Netskope
- Type: Public
- Traded as: Nasdaq: NTSK
- Industry: Cybersecurity, network security, cloud computing
- Founded: May 2012
- Headquarters: Santa Clara, California
- Key people: Sanjay Beri (co-founder, CEO), Krishna Narayanaswamy (co-founder, CTO), Drew Del Matto (CFO), Raphael Bousquet (CRO)
- Revenue: US$709 million (2025)
- Net income: −US$679 million (2025)
- Website: netskope.com

= Netskope =

American cybersecurity company

Netskope, Inc. is a cybersecurity company headquartered in Santa Clara, California, United States. Established in 2012, the company offers security and networking for cloud and AI. Netskope is publicly listed on the Nasdaq under the ticker symbol NTSK.

== History ==
Netskope was founded in May 2012 by Sanjay Beri and Krishna Narayanaswamy.

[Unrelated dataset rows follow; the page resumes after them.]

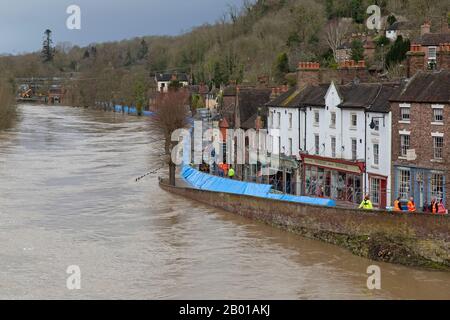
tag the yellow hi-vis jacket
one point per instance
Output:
(366, 205)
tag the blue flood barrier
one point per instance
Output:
(204, 181)
(132, 110)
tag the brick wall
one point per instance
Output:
(412, 239)
(415, 62)
(421, 128)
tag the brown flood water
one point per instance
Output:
(68, 196)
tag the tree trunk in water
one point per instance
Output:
(172, 169)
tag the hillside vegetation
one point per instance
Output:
(264, 37)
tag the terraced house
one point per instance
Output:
(420, 143)
(341, 137)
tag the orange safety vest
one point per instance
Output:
(434, 207)
(442, 209)
(411, 206)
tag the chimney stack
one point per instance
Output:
(425, 28)
(415, 60)
(349, 70)
(443, 57)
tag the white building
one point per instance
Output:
(329, 127)
(163, 80)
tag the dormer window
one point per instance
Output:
(354, 120)
(333, 120)
(316, 118)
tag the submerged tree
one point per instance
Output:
(171, 114)
(139, 93)
(48, 52)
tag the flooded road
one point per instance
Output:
(68, 196)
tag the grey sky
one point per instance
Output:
(22, 22)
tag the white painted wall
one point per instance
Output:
(166, 85)
(383, 137)
(285, 129)
(391, 35)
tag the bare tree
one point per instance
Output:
(171, 114)
(335, 34)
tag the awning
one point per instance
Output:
(355, 167)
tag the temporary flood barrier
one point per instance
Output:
(204, 181)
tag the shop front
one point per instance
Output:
(333, 178)
(423, 184)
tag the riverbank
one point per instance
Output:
(417, 240)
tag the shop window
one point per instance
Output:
(438, 115)
(333, 120)
(438, 147)
(405, 114)
(377, 125)
(375, 191)
(333, 147)
(289, 147)
(316, 118)
(437, 186)
(405, 144)
(354, 120)
(376, 154)
(354, 149)
(316, 144)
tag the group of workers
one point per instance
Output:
(436, 207)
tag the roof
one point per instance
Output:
(229, 90)
(400, 25)
(250, 122)
(371, 96)
(250, 100)
(166, 77)
(199, 89)
(426, 87)
(433, 39)
(374, 97)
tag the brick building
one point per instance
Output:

== IPO and public status ==
In August 2025, Netskope filed for an initial public offering (IPO) with the U.S. Securities and Exchange Commission, disclosing annual recurring revenue (ARR) of $707 million as of the end of July 2025, representing 33% year-over-year growth.

At IPO, the company priced 47.8 million shares at $19 per share, raising $908.2 million.